(Hanga Roa) À plus de 3500 km des côtes sud-américaines, les habitants de l’île de Pâques appliquent scrupuleusement les mesures de confinement pour faire face au coronavirus qui a déjà contaminé au moins deux personnes. Mais ils redoutent des lendemains difficiles en l’absence de touristes.

L’île chilienne de 7750 habitants, située dans le Pacifique Sud et connue pour ses impressionnants mégalithes à la mystérieuse origine, a comptabilisé pour l’heure deux cas déclarés de coronavirus et deux autres cas suspects sont en cours d’analyse.

Le territoire ne compte que trois respirateurs artificiels et désormais une seule liaison aérienne par semaine. Mais les autorités espèrent pouvoir contenir l’épidémie.  

« Le virus est limité à deux familles dans un même secteur. Donc nous savons qui elles sont, où elles se trouvent, et elles ont appliqué le protocole (de confinement) depuis le début », a expliqué à l’AFP Pedro Edmunds, le maire de Hanga Roa, le chef-lieu de l’île.

L’édile a pris les devants et décidé la fermeture de l’île une semaine avant la décision officielle du gouvernement chilien de fermer les frontières. La première contamination est apparue sur l’île le 11 mars, une semaine après la confirmation du premier cas au Chili, qui compte désormais plus de 3000 infections déclarées.

Un confinement obligatoire a été rapidement décrété sur l’île, déjà prolongé une fois jusqu’à mi-avril, et un couvre-feu a été mis en place entre 14 h et 5 h.

Face à la crise, les habitants se sont tournés vers une tradition ancienne d’autogestion de la culture polynésienne, à laquelle appartiennent les Rapa Nui, le nom originel de l’île et de ses habitants.

« Nous avons appliqué le concept du “Tapu” à tout Rapa Nui et il a été incroyablement bien accepté », se félicite Pedro Edmunds, contacté par messagerie vidéo.

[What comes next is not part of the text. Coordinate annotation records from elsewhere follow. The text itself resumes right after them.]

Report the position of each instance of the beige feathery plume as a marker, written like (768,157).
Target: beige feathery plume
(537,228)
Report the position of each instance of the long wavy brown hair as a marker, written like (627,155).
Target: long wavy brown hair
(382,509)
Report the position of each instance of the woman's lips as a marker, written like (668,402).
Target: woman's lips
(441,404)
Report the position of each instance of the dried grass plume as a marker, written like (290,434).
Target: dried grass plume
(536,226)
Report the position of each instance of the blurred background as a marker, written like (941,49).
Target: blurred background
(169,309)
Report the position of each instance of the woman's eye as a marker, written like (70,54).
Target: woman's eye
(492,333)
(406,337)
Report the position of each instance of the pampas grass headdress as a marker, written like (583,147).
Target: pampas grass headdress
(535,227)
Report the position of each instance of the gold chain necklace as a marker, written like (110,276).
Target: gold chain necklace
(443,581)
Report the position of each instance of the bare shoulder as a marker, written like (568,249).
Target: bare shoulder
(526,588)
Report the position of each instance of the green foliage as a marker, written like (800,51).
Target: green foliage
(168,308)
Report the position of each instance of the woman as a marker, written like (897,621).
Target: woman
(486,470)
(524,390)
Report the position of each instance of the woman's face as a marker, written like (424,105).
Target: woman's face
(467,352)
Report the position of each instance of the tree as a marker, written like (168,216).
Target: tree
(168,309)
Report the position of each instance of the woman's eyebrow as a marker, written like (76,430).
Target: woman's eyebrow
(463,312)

Le « Tapu » fait partie des principes sacrés qui régissent la société Rapa Nui. À l’origine du mot « tabou » en français, il comprend un ensemble de règles et d’interdictions.  

Cultiver, échanger, s’entraider

Alors que les plages et les parcs nationaux sont désertés, les habitants profitent de la matinée pour faire leurs courses. Certains ont déjà amorcé un retour à la terre pour pouvoir assurer leur subsistance comme le faisaient leurs ancêtres.  

« Notre famille et de nombreuses autres appliquent déjà un plan B, on commence à semer », explique par téléphone Sabrina Tuki, qui travaille dans le tourisme depuis vingt ans et a dû totalement cesser son activité.  

Le troc a réapparu, ainsi que l’entraide entre voisins.  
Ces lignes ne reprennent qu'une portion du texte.